Shansa tergelak pelan, dan Aerlene langsung menunjuknya. "Tunggu... jangan-jangan kamu juga kenal langsung sama Cleopatra? Atau... kamu yang ngasih ide buat roda?" Ia memelotot, lalu menutup mulut sendiri. "Oke, aku harus duduk. Ini terlalu banyak untuk diterima otakku."
"Perlu kau garis bawahi, untuk ukuran Para Pengawas, aku termasuk generasi muda dan untuk pelajaran sejarah, maaf saja, aku juga belajar kok, kenyataannya walau telah berkelana selama itu, tidak serta merta aku selalu tahu segalanya, lalu terlibat mengurusi masalah seabrek yang terjadi setiap zaman, kalau kau tahu kerjaan mengawasi itu bukan saja pekerjaan sulit, namun juga sangat menyita waktu, maka tidak banyak waktu untuk menjadi ensiklopedia hidup berjalan," tukas Shansa, dengus napasnya terdengar di telinga Aerlene.
"Haha" Aerlene tertawa girang "Padahal, aku sudah membayangkan kau berkemampuan ratusan kali lebih baik dari si tua Herodotus itu." goda Aerlene.
"Ah, Terserah kau sajalah, kawan" Shansa memutar bola matanya.

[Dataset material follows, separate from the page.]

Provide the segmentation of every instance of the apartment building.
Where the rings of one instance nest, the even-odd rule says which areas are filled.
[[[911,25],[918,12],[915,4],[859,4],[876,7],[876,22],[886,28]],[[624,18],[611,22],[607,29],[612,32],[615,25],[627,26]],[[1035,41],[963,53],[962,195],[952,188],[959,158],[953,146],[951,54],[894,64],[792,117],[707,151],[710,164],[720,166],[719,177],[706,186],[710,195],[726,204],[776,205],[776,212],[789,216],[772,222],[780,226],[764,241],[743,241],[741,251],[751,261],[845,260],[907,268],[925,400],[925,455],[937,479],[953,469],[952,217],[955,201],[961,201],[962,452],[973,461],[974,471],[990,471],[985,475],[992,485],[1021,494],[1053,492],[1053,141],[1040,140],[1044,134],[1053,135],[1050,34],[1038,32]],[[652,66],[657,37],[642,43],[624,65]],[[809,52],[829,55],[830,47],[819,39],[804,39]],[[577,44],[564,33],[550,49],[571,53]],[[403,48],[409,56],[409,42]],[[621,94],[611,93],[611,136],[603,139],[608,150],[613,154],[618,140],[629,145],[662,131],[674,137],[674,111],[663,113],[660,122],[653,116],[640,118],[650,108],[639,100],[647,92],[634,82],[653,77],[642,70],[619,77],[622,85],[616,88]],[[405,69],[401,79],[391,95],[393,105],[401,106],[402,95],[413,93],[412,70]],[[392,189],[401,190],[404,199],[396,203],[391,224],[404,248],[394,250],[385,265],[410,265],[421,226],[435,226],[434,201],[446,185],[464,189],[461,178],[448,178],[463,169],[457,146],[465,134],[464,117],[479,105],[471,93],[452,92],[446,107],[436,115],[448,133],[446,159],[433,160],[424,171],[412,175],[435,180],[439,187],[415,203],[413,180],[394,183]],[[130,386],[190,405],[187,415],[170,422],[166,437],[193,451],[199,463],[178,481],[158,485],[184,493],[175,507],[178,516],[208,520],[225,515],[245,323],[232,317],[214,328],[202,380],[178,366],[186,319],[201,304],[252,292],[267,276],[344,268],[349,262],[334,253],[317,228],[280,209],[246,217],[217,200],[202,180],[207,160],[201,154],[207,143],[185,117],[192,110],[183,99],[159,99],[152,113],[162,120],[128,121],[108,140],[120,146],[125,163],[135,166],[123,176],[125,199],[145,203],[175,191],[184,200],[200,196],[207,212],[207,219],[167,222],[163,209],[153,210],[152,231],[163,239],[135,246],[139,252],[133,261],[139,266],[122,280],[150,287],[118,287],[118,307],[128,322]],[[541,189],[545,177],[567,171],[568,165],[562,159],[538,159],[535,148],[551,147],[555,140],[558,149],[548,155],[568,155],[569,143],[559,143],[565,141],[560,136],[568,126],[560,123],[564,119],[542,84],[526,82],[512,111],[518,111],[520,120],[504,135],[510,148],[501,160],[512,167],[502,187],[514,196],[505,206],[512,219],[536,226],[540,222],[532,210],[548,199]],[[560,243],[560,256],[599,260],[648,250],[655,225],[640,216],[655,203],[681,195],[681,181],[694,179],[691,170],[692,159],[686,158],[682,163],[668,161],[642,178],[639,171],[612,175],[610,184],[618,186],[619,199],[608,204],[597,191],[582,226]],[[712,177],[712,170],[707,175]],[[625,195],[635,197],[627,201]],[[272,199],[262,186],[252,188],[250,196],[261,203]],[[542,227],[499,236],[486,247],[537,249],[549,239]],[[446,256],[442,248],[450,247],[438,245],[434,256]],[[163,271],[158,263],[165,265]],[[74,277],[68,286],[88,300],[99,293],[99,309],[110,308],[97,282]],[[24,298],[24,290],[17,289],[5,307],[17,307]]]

"Lalu, bagaimana dengan nama aslimu? Neirin bukan?! Kau, para pengawas mendapatkan namanya dari mana? Setahuku kalian kan tidak mungkin terlahir seperti manusia yang diberikan nama dari orang tua atau walinya," tanya Aerlene bersemangat.
"Diberikan, oleh 'Yang Tertinggi," tukas Shansa, "biasanya tidak jauh-jauh dari asal mula penciptaan si Pengawas tersebut, atau sifat yang kelak akan dianugerahkan pada mereka," lanjutnya dengan nada sedikit tertahan, menyebut 'Yang Tertinggi' dari bibirnya selalu sukses membuat tenggorokannya tercekat.
"Jadi nama Neirin itu, apa ada maknanya? Lalu siapa sebenarnya yang kau maksud, 'Yang Tertinggi' kawan? Apa dia semacam pimpinan Para Pengawas, Mentor, atau sesuatu yang lain?" Aerlene terus-menerus mencecar Shansa. Dia tidak tahu apakah dirinya akan bisa berhenti bertanya dalam waktu dekat. Rasa ingin tahu mencakar-cakar hati dan pikirannya dari dalam seperti kucing hitam yang mengasah kukunya di sofa kulit.
"Nama Neirin, berarti 'Dia yang dikelilingi oleh cahaya', Yang Tertinggi, memberikan nama itu karena aku diciptakan dari pantulan cahaya fajar yang menyentuh bijih perak pertama—sebelum disentuh tangan manusia."
"Shansa menghela napas panjang sejenak, kerongkongannya terasa agak tercekat, sebelum melanjutkan kalimatnya.
"Jadi bagaimana Pengawas sepertiku mendapatkan namanya, mungkin kau juga sudah paham Lene, kalau bangsaku tidak lahir dari perpaduan dua jiwa yang bersatu seperti manusia, kami lahir dari pintalan-pintalan cahaya yang disulam sedemikian rupa dari beberapa peristiwa penting sejarah penciptaan di seluruh semesta, berberapa dari kami primodial, lebih tua dari bumi itu sendiri, dan sebagian lainnya, dipintal dari peristiwa penting di setiap aliran waktu yang mengalun."
Shansa duduk bersila, punggung kurusnya tegak seperti patung. Di depannya terhampar perkamen kuno yang rapuh dan keemasan di tepinya, termakan usia. Saat jari-jari pucatnya menyentuh permukaan, benang-benang keperakan mulai mengalir keluar dari naskah itu. Tipis dan hidup, benang-benang itu menari di udara bagai embun beku yang ditiup angin malam, melayang membentuk sulur-sulur samar, seolah menggambar takdir yang tak tertulis.
Benang itu melayang di udara, berpilin sendiri, menyulam bayangan menjadi bentuk. Tak bersuara, namun kisahnya menggema dalam jiwa Aerlene seperti suara masa lalu yang tidak pernah lupa caranya bernafas. Kilatan mata coklat-kehijauan Aerlene menari-nari mengikuti tarian benang perak itu. Iya benar-benar takjub, sedikit takut, namun dia tak bisa berhenti melihat pintalan cahaya keperakan yang melayang seringan gelembung udara di kamar sempit ini.
"Inilah kisah para Thamûrim..."
Bisik Shansa. Suaranya tidak terdengar dari mulutnya, tapi dari dalam dada yang bergemuruh.
Benang pertama menyala samar, dan menjelma sosok tinggi bersayap yang yang terbentang dari ufuk timur hingga ke-ufuk barat, melingkupi sebuah pintalan berbentuk kebulatan yang mirip dengan perwujudan bumi, wajahnya bersinar tanpa bentuk, hanya cahaya.